I do not understand the existence of reversible cycles with efficiency less than Carnot. If they exist, even in theory, we could run the output from a Carnot engine into one of them (say, a Brayton or Otto heat pump), and move heat continually from a cold reservoir into a hot one with no external input.
Indeed, this is exactly the contradiction at the center of Carnot's theorem leading to its main result, that all reversible processes have the same efficiency. Even worse, the more inefficient the non-Carnot process (which we turned into a heat pump), the more we violate the second law of thermodynamics.

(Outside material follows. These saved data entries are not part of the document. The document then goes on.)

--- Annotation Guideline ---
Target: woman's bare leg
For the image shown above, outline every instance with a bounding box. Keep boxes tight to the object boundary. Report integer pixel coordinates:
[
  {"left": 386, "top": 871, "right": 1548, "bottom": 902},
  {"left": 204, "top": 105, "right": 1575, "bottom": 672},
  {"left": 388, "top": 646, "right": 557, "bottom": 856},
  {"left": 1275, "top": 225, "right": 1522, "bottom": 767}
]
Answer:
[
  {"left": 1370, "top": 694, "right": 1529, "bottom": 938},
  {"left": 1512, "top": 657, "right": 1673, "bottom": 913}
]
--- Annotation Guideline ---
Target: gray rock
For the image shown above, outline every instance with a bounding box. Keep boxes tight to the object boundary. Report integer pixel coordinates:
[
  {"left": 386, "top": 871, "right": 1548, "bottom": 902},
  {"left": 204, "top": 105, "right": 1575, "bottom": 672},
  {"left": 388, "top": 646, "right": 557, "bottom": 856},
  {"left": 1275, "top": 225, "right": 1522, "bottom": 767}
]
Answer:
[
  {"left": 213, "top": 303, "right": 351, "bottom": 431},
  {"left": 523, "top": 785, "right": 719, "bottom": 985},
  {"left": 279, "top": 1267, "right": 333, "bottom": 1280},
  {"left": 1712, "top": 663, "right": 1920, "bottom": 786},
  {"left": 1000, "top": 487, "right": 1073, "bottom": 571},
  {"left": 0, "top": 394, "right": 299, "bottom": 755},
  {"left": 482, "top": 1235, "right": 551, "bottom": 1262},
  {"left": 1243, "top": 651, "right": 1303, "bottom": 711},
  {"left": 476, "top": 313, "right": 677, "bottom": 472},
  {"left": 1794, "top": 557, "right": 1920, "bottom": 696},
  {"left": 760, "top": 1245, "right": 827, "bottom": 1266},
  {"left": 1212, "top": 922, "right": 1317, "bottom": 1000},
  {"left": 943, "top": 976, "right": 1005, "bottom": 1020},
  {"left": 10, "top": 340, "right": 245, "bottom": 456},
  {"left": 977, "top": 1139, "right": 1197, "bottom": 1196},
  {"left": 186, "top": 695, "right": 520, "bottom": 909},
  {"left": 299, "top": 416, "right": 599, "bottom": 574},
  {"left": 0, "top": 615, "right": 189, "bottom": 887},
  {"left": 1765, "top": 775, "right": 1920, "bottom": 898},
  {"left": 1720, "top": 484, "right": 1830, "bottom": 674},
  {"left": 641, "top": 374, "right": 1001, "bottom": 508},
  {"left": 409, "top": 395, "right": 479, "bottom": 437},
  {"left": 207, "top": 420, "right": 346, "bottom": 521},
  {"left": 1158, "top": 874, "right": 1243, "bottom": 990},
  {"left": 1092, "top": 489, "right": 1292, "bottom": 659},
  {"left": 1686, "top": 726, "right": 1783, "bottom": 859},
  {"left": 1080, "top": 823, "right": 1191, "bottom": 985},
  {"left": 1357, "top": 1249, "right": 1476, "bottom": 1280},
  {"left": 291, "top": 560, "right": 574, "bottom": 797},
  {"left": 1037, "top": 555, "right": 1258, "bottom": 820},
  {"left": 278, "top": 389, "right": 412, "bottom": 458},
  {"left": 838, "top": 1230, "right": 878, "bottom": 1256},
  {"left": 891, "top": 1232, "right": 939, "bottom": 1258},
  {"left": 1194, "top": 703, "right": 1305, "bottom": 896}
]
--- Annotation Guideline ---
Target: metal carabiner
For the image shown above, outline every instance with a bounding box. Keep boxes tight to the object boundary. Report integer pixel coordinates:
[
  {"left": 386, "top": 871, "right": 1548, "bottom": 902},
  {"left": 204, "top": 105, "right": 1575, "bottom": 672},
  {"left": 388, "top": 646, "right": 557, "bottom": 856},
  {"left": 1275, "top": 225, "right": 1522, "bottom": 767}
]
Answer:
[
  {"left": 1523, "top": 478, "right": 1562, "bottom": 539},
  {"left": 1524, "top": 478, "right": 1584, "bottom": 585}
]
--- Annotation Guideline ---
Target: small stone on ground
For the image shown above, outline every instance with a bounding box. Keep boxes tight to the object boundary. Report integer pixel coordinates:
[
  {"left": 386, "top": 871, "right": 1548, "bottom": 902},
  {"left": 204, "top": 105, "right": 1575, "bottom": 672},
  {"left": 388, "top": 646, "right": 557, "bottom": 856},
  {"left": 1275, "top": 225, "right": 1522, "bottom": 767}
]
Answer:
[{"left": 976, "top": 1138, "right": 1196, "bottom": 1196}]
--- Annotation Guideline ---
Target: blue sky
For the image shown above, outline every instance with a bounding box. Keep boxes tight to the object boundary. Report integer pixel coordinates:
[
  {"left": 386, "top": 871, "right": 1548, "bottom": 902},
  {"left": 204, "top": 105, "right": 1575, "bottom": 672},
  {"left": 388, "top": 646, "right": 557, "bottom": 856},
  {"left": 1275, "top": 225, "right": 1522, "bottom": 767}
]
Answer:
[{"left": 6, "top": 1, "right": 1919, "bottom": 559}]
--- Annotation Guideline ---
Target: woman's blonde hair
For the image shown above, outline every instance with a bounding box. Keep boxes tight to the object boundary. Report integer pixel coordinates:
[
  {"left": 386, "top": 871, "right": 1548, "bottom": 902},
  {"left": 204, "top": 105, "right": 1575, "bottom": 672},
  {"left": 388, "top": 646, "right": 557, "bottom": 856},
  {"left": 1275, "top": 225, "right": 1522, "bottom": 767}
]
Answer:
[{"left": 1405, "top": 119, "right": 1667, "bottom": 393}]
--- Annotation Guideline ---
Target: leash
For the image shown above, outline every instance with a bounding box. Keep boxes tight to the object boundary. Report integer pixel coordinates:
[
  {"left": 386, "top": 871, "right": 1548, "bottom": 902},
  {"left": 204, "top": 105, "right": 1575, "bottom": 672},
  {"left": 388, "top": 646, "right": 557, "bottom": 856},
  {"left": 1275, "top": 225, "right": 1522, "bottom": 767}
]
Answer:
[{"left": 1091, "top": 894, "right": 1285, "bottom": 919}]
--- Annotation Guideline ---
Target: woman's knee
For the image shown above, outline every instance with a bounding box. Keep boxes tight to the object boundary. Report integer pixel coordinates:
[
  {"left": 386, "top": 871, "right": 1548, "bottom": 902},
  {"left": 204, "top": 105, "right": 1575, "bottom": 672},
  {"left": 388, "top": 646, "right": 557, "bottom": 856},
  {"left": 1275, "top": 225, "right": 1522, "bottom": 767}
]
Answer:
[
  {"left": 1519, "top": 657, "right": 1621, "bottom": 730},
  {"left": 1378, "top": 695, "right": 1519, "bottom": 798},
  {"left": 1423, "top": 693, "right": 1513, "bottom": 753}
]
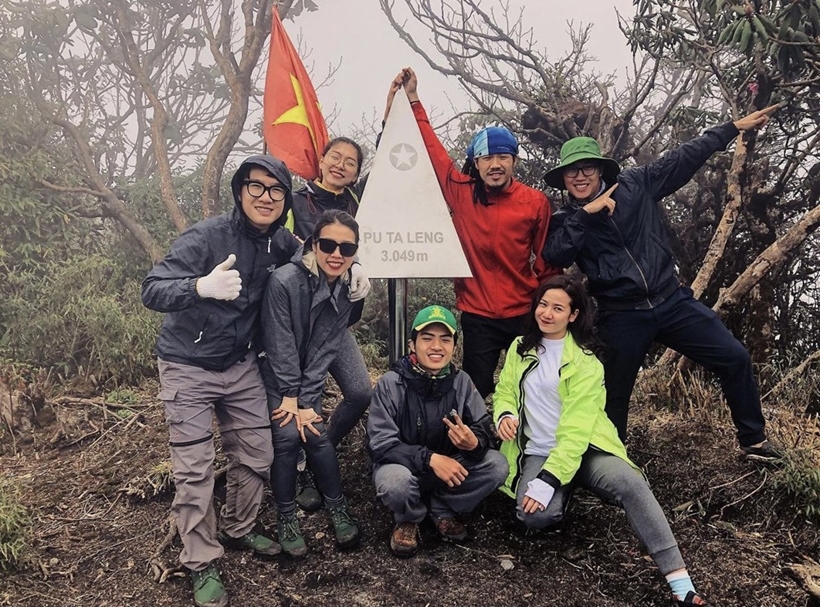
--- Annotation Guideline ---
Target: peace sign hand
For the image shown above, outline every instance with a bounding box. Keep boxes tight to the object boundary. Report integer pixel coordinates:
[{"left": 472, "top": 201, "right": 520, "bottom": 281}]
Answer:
[{"left": 443, "top": 411, "right": 479, "bottom": 451}]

To put numbers on it, say $T_\text{hot} = 400 \ \text{K}$ and $T_\text{cold} = 300 \ \text{K}$, so the Carnot efficiency is 0.25. Our Carnot engine is turning 1000 W of input heat into 250 W of work and discharging 750 W into the cold reservoir. If the 250 Watts of work is running a heat pump, a reversed cycle which would have had engine efficiency 0.1, then the heat pump is drawing 2250 W of heat out of the cold reservoir and discharging 2500 W into the hot one. The result is 1500 Watts being transferred from the cold reservoir to the hot one with no external input. Obviously impossible.
The issue seems to be that reversing the inefficient engine creates a really efficient heat pump. So I know that's where the error lies, but not exactly what the error is. Can anyone clarify?